Given `f(x)=(1)/((1-x)).g(x)=f(f(x)) and h(x)=f(f(f(x)))`, then the value of `f(x).g(x).h(x)` is :

To solve the problem, we need to find the values of \( g(x) \) and \( h(x) \) based on the function \( f(x) \) given as: \[ f(x) = \frac{1}{1 - x} \] ### Step 1: Find \( g(x) \) The function \( g(x) \) is defined as \( g(x) = f(f(x)) \).

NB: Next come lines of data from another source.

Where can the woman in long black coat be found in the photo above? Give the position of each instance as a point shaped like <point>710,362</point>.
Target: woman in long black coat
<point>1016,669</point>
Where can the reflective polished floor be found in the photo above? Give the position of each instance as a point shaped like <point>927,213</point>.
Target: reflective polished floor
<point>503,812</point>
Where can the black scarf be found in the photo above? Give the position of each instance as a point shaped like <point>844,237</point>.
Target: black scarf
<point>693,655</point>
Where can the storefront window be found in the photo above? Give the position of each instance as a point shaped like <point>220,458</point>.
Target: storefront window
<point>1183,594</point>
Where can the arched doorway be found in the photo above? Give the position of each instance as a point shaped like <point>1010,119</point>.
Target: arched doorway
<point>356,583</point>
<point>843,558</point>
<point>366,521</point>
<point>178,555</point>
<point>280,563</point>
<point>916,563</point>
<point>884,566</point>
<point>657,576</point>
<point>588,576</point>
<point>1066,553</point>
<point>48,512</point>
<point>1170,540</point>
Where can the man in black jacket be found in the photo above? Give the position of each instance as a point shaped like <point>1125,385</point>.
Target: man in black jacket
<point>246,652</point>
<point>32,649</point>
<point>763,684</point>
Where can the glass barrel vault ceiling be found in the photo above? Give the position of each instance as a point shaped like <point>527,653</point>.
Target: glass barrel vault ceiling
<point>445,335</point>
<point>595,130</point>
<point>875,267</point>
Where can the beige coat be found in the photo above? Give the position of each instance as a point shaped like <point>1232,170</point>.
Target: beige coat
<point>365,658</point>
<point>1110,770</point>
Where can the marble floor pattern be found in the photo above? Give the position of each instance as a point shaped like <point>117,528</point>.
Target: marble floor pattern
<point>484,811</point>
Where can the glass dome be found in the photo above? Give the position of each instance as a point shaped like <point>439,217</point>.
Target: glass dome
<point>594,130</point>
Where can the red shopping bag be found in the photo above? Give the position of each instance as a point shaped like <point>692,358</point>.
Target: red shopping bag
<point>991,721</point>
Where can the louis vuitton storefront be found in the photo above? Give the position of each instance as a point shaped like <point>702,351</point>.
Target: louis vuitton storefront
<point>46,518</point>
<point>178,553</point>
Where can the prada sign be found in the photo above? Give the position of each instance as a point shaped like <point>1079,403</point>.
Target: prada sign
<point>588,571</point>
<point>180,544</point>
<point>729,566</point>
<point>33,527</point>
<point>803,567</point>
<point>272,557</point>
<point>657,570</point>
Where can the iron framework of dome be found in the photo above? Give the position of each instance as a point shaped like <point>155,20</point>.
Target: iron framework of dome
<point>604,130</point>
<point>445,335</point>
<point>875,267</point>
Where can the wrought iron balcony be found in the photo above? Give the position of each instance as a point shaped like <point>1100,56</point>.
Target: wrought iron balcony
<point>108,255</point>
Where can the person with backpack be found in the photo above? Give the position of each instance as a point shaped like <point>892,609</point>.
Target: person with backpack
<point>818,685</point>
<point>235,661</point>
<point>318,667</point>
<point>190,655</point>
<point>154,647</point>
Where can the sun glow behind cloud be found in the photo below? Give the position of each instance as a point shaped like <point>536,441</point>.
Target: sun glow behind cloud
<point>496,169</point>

First, we need to calculate \( f(f(x)) \): 1. Substitute \( f(x) \) into itself: \[ f(f(x)) = f\left(\frac{1}{1 - x}\right) \] 2. Now, apply the function \( f \): \[ f\left(\frac{1}{1 - x}\right) = \frac{1}{1 - \frac{1}{1 - x}} \] 3. Simplifying the expression: \[ 1 - \frac{1}{1 - x} = \frac{(1 - x) - 1}{1 - x} = \frac{-x}{1 - x} \] 4. Therefore, \[ f(f(x)) = \frac{1}{\frac{-x}{1 - x}} = \frac{1 - x}{-x} = \frac{x - 1}{x} \] So, we have: \[ g(x) = \frac{x - 1}{x} \] ### Step 2: Find \( h(x) \) The function \( h(x) \) is defined as \( h(x) = f(f(f(x))) \). 1. We already know \( f(f(x)) = \frac{x - 1}{x} \), so we need to find \( f\left(g(x)\right) \): \[ h(x) = f\left(\frac{x - 1}{x}\right) \] 2. Substitute into \( f \): \[ f\left(\frac{x - 1}{x}\right) = \frac{1}{1 - \frac{x - 1}{x}} = \frac{1}{\frac{x - (x - 1)}{x}} = \frac{1}{\frac{1}{x}} = x \] So, we have: \[ h(x) = x \] ### Step 3: Calculate \( f(x) \cdot g(x) \cdot h(x) \) Now we can calculate \( f(x) \cdot g(x) \cdot h(x) \): 1. Substitute the values: \[ f(x) = \frac{1}{1 - x}, \quad g(x) = \frac{x - 1}{x}, \quad h(x) = x \] 2. Multiply them together: \[ f(x) \cdot g(x) \cdot h(x) = \left(\frac{1}{1 - x}\right) \cdot \left(\frac{x - 1}{x}\right) \cdot x \] 3. Simplifying: \[ = \frac{1 \cdot (x - 1) \cdot x}{(1 - x) \cdot x} = \frac{x - 1}{1 - x} \] 4. Notice that \( \frac{x - 1}{1 - x} = -1 \). Thus, the final value is: \[ f(x) \cdot g(x) \cdot h(x) = -1 \] ### Final Answer: The value of \( f(x) \cdot g(x) \cdot h(x) \) is \( -1 \). ---